Actions

Work Header

Silver is Gold

Work Text:

“And this time try to stay out of trouble till we get back,” said Sara with a wry grin, and led her chosen team away to hunt werewolves.  With annoyance, Zari saw them go off for adventure leaving her with ship’s duties. Sure, she was an obvious choice to leave on the Waverider, given the damage to the jump ship on their last mission.  On the other hand, it would have been nice to be given the chance to volunteer to stay behind.

She looked at Mick, who just grunted and strode off the bridge.  Where to, he didn’t say; but, knowing him, it was like as not for a workout in the gym.

Zari debated the merits of joining him for a good exercise routine, or maybe going to the library to scan the ship’s collection for a few hours of entertainment.  With a wicked little smile, she even considered spending the effort to try yet again to hack into Gideon’s sealed files.  In her opinion, there was too much that the A.I. didn’t want the crew to learn about their future.  Such as how to change it.  Finally, though, she admitted that Sara’s brisk, “Zee, while we’re gone, fix the jump ship,” had merit—not because it was Captain’s orders, but because the others might need it if this mission went as far awry as most.  Over the next couple of hours, therefore, she opened bulkheads, traced circuits and conduits, and raided the supplies of spare parts.  Twice, she went to the fabrication room to get Gideon to build what she needed.

The first time she was interrupted, it was Sara to tell her that the team were now inside the town.

The second time she was interrupted, it was Ray.  Sara was chatting up the trappers in the nearest bar; he thought there might be trouble.  So, heads up, they might be returning in a hurry, assuming they didn’t wind up in the local jail.

The third time she was interrupted, it was Nate.  He sounded worryingly bright and reassuring, and praised the beer.  If it was true that nothing was wrong, then—as far as Zari was concerned—the call was nothing but a waste of his time and hers.  “Right,” she said abruptly, cutting him off.  “Thanks, Nate.  I’ll tell Mick.”  Not that she bothered.

The fourth time she was interrupted, it was Sara again.  “Whatever this is,” she said, “it’s not in the town.  At least, not in wolf form.  It could be hiding in the countryside.  There’s lots of forest.”

The fifth time she was interrupted, Zari suggested—politely—that Gideon put whoever-it-was through to Mick, instead.

“Mr. Rory has requested that he not be disturbed,” was Gideon’s response.  “Shall I tell them you are unavailable?”

“Yeah,” Zari said.  “Why don’t you do that?”  Yet ten minutes later, she was interrupted yet again.
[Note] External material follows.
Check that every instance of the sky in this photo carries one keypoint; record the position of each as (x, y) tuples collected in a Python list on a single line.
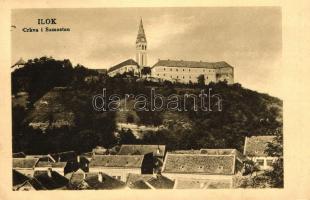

“I’m sorry, Ms Tomaz,” said Gideon (and her programmed tone actually did sound apologetic), “but it’s the Captain.”

“We’re going to start search patterns,” Sara informed her.  She sounded slightly harried.  “Have you fixed the jump ship?”

“Not yet.”

“Well, it’ll double the area we can cover by air.  So we need it.  You’ve got two hours.  Get it ready.”

Zari made a face, said a crisp “Aye, aye, Captain,” and gave a mocking salute.  Then, after only a moment's consideration, she put her tools decisively down and got up from her knees.  “Gideon,” she called.

“Yes, Ms Tomaz?”

“If anyone wants me again, tell them I’m in the john.”  After a moment, she added, “And don’t put them through.”  She then took a most leisurely turn around the ship to stretch her legs.  She didn’t see Mick in the gym.  Nor was he on the bridge or in the galley.  She then remembered his writing hobby; and It occurred to her that he might have decided to take advantage of free time in the others’ absence.  In which case, he’d have holed up in his room to tap away at his typewriter.

The door opened at her approach.  Rather than burst in, though, she leaned casually against the jamb, waiting for him to notice her.

Mick pushed his glasses slightly down his nose so he could look over the rim.

“So, how long have you been writing?” she asked.  Even knowing he’d written an entire novel, she still found his occupation incongruous.

“Coupla hours,” he grunted.

For a moment, she looked confused.  Then she said hastily, “No that wasn’t what I—”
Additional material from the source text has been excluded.